On 09.02.21 09:59, Michal Hocko wrote:
On Mon 08-02-21 22:38:03, David Hildenbrand wrote:
>> Am 08.02.2021 um 22:13 schrieb Mike Rapoport <rppt(a)kernel.org>:
>> On Mon, Feb 08, 2021 at 10:27:18AM +0100, David Hildenbrand wrote:
>>> On 08.02.21 09:49, Mike Rapoport wrote:
>>> Some questions (and request to document the answers) as we now allow to have
>>> unmovable allocations all over the place and I don't see a single
>>> regarding that in the cover letter:
>>> 1. How will the issue of plenty of unmovable allocations for user space be
>>> tackled in the future?
>>> 2. How has this issue been documented? E.g., interaction with ZONE_MOVABLE
>>> and CMA, alloc_conig_range()/alloc_contig_pages?.

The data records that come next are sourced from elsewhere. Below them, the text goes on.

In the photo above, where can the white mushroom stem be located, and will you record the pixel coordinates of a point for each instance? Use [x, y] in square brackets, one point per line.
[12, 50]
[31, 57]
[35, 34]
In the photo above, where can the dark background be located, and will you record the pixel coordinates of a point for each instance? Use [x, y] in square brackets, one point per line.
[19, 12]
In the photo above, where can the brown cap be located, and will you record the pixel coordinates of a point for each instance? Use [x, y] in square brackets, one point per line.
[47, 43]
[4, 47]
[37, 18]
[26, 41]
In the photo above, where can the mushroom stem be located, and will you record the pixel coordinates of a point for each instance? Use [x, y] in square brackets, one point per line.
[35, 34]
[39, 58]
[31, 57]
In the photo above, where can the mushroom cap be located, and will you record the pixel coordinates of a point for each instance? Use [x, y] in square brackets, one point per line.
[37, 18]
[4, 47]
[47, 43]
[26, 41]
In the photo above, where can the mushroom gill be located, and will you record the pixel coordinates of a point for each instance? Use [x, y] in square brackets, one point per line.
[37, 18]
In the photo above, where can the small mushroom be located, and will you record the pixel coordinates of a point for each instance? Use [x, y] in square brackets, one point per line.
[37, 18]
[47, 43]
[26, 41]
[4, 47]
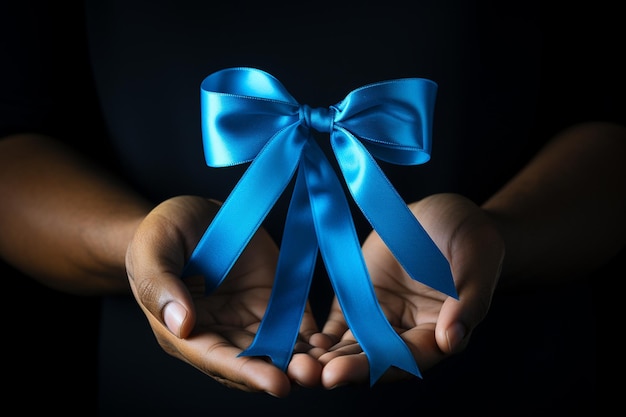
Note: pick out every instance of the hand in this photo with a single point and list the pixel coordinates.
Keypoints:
(208, 332)
(433, 325)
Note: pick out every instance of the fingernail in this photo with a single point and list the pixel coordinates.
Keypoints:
(455, 335)
(174, 314)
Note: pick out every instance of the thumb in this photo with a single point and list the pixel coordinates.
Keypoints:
(155, 259)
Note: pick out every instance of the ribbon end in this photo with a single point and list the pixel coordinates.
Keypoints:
(377, 371)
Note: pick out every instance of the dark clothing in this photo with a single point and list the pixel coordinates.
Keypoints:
(496, 105)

>> Secretmem sets the mappings gfp mask to GFP_HIGHUSER, so it does not
>> allocate movable pages at the first place.
> That is not the point. Secretmem cannot go on CMA / ZONE_MOVABLE
> memory and behaves like long-term pinnings in that sense. This is a
> real issue when using a lot of sectremem.
A lot of unevictable memory is a concern regardless of CMA/ZONE_MOVABLE.
As I've said it is quite easy to land at the similar situation even with
tmpfs/MAP_ANON|MAP_SHARED on swapless system. Neither of the two is
really uncommon. It would be even worse that those would be allowed to
consume both CMA/ZONE_MOVABLE.
IIRC, tmpfs/MAP_ANON|MAP_SHARED memory
a) Is movable, can land in ZONE_MOVABLE/CMA
b) Can be limited by sizing tmpfs appropriately
AFAIK, what you describe is a problem with memory overcommit, not with
zone imbalances (below). Or what am I missing?
One has to be very careful when relying on CMA or movable zones. This is
definitely worth a comment in the kernel command line parameter
documentation. But this is not a new problem.
I see the following thing worth documenting:
Assume you have a system with 2GB of ZONE_NORMAL/ZONE_DMA and 4GB of
Assume you make use of 1.5GB of secretmem. Your system might run into
OOM any time although you still have plenty of memory on ZONE_MOVAVLE
(and even swap!), simply because you are making excessive use of
unmovable allocations (for user space!) in an environment where you
should not make excessive use of unmovable allocations (e.g., where
should page tables go?).
The existing controls (mlock limit) don't really match the current
semantics of that memory. I repeat it once again: secretmem *currently*
resembles long-term pinned memory, not mlocked memory. Things will
change when implementing migration support for secretmem pages. Until
then, the semantics are different and this should be spelled out.
For long-term pinnings this is kind of obvious, still we're now
documenting it because it's dangerous to not be aware of. Secretmem
behaves exactly the same and I think this is worth spelling out:
secretmem has the potential of being used much more often than fairly
special vfio/rdma/ ...
Looking at a cover letter that doesn't even mention the issue of
unmovable allocations makes me thing that we are either trying to ignore
the problem or are not aware of the problem.
David / dhildenb